The Chicontepec Paleochannel contains unconventional tight oil shaly sandstone reservoirs also characterized by natural fractures. Chicontepec ranks as a giant reservoir with volumes of Original-Oil-in-Place (OOIP) ranging between 137,300 and 59,000 MMbbls (Guzman, 2019). Although the cumulative oil is significant (440.38 MMbbls) it only represents 0.32 to 0.75% of the OOIP. The objective of this study is developing a new characterization methodology with a view to increase oil recovery from Chicontepec. OOIP in Chicontepec paleochannels was estimated originally at 137,300 MMbbls. Despite several studies using state of the art methodologies, contracting major oil field services companies to test new technologies, and significant investments, the OOIP was decreased recently to 59,000 MMbbls due to lack of any significant success on the implemented projects.

This study shows that the key to success is understanding the contribution of natural fractures. This is demonstrated with a new dual porosity petrophysical model for naturally fractured laminar shaly sandstone reservoirs developed in this study.

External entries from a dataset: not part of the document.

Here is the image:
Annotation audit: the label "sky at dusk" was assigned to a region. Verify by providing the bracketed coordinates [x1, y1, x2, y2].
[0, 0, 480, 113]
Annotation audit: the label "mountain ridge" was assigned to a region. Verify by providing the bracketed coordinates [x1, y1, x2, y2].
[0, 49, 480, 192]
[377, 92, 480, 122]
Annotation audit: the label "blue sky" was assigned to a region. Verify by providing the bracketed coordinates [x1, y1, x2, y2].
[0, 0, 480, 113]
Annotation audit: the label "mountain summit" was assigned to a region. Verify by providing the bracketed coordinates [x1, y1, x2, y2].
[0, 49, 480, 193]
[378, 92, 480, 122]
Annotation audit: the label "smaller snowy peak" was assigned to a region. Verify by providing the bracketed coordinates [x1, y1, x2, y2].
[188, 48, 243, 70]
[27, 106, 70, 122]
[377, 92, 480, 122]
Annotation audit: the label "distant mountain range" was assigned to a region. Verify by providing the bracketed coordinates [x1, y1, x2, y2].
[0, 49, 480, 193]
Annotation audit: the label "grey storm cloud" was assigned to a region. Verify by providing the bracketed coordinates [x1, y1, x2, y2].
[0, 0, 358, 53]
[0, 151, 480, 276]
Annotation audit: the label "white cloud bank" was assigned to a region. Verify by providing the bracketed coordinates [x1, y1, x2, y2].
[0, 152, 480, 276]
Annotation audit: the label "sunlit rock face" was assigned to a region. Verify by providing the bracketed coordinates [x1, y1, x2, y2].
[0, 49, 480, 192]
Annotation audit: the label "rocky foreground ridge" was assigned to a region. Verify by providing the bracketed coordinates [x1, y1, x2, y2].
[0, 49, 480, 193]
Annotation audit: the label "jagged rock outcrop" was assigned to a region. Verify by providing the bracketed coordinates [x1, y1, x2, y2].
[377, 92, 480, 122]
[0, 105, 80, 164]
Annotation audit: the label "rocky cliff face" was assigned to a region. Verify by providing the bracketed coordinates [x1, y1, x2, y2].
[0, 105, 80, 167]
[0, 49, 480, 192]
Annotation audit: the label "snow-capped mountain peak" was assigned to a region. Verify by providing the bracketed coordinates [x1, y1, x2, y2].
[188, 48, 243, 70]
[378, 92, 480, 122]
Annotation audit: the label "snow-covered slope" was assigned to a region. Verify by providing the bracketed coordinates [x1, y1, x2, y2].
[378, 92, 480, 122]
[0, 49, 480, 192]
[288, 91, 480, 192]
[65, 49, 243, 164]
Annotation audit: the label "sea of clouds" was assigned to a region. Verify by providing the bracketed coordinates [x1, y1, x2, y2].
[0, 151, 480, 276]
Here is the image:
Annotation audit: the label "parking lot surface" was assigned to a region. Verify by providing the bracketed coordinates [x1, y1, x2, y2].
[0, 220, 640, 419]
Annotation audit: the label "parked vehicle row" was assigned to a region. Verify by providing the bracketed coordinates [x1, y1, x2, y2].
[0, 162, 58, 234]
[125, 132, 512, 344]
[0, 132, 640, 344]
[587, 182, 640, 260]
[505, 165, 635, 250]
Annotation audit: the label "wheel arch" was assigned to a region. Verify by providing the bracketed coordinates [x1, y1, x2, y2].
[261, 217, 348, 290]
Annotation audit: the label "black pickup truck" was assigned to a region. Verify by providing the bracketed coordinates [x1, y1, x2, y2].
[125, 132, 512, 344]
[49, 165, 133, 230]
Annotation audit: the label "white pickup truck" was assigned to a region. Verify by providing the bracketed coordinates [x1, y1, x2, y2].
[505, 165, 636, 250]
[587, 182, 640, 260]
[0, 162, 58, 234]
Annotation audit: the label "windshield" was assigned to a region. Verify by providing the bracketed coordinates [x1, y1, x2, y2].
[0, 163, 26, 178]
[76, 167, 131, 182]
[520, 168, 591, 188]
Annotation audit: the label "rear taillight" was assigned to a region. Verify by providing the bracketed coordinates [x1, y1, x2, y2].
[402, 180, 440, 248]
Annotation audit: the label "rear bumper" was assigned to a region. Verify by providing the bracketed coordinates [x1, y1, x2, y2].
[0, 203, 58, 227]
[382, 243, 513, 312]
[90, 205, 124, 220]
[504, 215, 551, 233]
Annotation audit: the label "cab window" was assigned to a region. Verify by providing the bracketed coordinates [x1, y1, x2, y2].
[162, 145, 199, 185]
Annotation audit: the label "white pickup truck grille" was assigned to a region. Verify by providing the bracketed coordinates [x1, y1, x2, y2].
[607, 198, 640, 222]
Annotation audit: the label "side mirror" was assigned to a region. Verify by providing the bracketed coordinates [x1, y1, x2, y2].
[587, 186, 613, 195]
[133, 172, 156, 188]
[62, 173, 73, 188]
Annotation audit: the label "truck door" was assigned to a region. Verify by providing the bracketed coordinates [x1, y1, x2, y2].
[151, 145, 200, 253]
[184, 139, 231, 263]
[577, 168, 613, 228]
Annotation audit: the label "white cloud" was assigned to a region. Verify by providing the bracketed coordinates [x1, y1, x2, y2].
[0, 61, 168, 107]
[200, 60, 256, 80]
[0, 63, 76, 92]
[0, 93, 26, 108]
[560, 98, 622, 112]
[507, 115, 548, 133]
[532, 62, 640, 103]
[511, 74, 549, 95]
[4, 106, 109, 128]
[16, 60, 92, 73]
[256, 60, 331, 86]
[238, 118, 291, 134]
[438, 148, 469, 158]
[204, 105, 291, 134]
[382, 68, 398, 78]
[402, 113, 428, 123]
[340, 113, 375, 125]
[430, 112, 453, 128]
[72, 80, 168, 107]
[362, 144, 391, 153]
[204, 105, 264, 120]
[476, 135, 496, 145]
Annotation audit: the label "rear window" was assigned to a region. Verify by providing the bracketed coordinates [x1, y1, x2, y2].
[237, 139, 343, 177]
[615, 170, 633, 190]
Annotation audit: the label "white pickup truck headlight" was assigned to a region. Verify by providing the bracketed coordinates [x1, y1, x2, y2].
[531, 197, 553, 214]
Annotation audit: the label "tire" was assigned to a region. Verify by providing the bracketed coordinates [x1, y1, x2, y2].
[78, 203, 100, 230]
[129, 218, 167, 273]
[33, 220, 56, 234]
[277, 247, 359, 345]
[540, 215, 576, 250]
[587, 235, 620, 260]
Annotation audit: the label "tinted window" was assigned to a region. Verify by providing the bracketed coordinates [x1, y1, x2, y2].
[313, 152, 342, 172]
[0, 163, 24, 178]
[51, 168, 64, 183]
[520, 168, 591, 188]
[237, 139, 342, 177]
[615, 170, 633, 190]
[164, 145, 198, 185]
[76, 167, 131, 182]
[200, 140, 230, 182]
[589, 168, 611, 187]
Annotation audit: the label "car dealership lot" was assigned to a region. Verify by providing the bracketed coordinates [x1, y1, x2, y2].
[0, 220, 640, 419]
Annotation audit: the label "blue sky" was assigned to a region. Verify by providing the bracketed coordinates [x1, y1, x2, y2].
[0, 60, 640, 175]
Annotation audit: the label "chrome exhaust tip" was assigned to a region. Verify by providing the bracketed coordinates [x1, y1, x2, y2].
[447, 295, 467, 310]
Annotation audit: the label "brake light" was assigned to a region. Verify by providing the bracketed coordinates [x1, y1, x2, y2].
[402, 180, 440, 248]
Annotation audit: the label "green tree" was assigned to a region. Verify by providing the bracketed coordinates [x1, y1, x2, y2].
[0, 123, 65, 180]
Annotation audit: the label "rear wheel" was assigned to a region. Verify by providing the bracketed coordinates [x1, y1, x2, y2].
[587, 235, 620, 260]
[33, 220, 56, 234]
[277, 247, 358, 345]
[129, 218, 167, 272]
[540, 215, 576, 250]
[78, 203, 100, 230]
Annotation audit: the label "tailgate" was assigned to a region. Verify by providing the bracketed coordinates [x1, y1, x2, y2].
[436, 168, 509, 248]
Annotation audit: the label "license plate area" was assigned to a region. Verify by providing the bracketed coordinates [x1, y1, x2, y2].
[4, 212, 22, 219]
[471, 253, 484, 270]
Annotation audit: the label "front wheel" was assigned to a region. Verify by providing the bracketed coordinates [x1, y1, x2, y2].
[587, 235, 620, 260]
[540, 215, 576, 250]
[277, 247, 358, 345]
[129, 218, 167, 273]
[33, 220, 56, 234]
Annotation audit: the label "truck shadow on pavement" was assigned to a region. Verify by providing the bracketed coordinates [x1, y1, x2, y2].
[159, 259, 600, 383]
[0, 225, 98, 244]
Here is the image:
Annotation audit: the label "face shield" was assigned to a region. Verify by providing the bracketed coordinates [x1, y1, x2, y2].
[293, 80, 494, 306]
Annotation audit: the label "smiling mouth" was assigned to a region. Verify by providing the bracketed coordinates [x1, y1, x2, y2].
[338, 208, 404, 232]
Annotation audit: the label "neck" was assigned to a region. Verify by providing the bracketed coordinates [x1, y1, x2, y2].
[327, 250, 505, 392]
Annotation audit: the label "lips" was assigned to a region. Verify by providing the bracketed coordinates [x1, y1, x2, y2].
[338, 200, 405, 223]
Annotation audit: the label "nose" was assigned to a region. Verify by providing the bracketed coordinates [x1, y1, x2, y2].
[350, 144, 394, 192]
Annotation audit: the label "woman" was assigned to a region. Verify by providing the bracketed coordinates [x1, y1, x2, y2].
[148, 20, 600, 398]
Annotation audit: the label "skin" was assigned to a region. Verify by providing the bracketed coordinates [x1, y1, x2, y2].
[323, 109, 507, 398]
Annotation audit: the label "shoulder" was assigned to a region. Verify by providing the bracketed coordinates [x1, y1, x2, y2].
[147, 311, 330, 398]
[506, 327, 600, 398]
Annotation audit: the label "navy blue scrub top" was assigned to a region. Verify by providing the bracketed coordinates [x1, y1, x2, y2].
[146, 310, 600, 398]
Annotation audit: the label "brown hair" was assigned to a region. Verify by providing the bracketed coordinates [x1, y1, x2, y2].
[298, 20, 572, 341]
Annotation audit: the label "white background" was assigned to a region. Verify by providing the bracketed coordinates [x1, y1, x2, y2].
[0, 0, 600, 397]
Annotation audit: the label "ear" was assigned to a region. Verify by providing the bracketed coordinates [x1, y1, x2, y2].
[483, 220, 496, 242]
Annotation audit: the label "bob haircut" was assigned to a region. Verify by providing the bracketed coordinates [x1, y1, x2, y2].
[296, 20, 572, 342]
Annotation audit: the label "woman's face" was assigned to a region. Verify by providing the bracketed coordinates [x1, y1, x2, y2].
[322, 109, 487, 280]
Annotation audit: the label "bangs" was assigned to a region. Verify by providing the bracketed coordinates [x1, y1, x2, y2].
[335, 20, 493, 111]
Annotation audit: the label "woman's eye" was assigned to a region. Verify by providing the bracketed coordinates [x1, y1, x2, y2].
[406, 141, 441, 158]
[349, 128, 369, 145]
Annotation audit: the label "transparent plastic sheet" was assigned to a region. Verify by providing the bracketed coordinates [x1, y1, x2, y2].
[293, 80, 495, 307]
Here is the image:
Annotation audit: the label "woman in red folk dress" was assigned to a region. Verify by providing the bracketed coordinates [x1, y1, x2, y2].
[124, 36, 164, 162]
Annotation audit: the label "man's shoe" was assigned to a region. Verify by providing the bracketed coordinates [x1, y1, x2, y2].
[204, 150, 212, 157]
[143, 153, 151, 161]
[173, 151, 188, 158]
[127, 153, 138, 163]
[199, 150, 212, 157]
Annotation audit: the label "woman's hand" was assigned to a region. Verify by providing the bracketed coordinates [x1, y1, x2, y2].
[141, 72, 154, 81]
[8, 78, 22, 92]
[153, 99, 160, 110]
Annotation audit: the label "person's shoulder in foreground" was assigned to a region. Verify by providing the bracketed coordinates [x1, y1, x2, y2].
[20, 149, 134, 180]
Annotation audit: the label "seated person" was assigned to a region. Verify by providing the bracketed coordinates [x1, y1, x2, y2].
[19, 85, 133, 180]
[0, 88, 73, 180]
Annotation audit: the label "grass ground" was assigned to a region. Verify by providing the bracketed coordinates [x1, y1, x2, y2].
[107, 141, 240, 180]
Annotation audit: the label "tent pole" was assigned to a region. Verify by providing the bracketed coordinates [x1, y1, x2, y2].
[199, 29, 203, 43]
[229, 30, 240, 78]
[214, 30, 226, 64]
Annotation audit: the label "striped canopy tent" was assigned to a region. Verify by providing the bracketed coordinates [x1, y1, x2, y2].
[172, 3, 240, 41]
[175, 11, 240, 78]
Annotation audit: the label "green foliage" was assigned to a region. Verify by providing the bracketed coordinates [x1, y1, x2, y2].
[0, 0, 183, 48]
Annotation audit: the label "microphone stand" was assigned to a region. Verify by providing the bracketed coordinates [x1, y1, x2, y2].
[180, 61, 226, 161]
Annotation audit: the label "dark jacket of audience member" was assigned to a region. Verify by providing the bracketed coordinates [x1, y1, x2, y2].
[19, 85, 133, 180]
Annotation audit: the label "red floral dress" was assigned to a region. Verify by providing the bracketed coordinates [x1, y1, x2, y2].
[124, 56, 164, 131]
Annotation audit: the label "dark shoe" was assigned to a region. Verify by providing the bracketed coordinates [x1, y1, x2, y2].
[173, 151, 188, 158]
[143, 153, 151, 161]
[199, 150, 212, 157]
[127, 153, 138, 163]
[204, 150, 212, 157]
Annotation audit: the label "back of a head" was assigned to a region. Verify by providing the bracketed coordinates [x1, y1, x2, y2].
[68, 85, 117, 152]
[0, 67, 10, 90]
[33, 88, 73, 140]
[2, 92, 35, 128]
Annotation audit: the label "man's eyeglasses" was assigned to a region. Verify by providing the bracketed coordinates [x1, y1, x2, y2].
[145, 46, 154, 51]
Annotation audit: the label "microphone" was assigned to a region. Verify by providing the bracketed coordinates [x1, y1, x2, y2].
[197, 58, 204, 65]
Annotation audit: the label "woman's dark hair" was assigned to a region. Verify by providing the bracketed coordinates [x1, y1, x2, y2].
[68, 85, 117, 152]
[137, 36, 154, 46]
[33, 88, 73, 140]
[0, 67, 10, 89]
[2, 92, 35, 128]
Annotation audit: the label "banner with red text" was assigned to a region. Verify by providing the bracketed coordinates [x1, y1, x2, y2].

The model assumes that matrix and fractures are in parallel. Laminar shaliness is handled with a parameter (Alam) that is a function of true and shale resistivities, and fractional shale volume.

The methodology integrates data from observations in outcrops, quantitative evaluation of cores, well logs and actual production data. Past Chicontepec studies have assumed that the porosity exponent (m) in Archie and shaly sandstone equations, is constant. However, core studies indicate that Chicontepec m values become smaller as porosity decreases. The proposed dual porosity petrophysical model, when applied to actual Chicontepec wells, matches properly the laboratory values of m, and generates results that compare well with actual production data, e.g., the larger the value of fracture partitioning the larger is the cumulative oil production. Pattern recognition allows estimating fracture intensity with a partitioning coefficient, which is calculated as the ratio of fracture porosity to total porosity.

The novelty of this study is the development of a new petrophysical dual porosity model for naturally fractured shaly sandstone reservoirs that integrates variable values of m from cores, fracture intensity, and cumulative production of individual Chicontepec wells. Thirty-one wells have been evaluated with good results using the proposed model.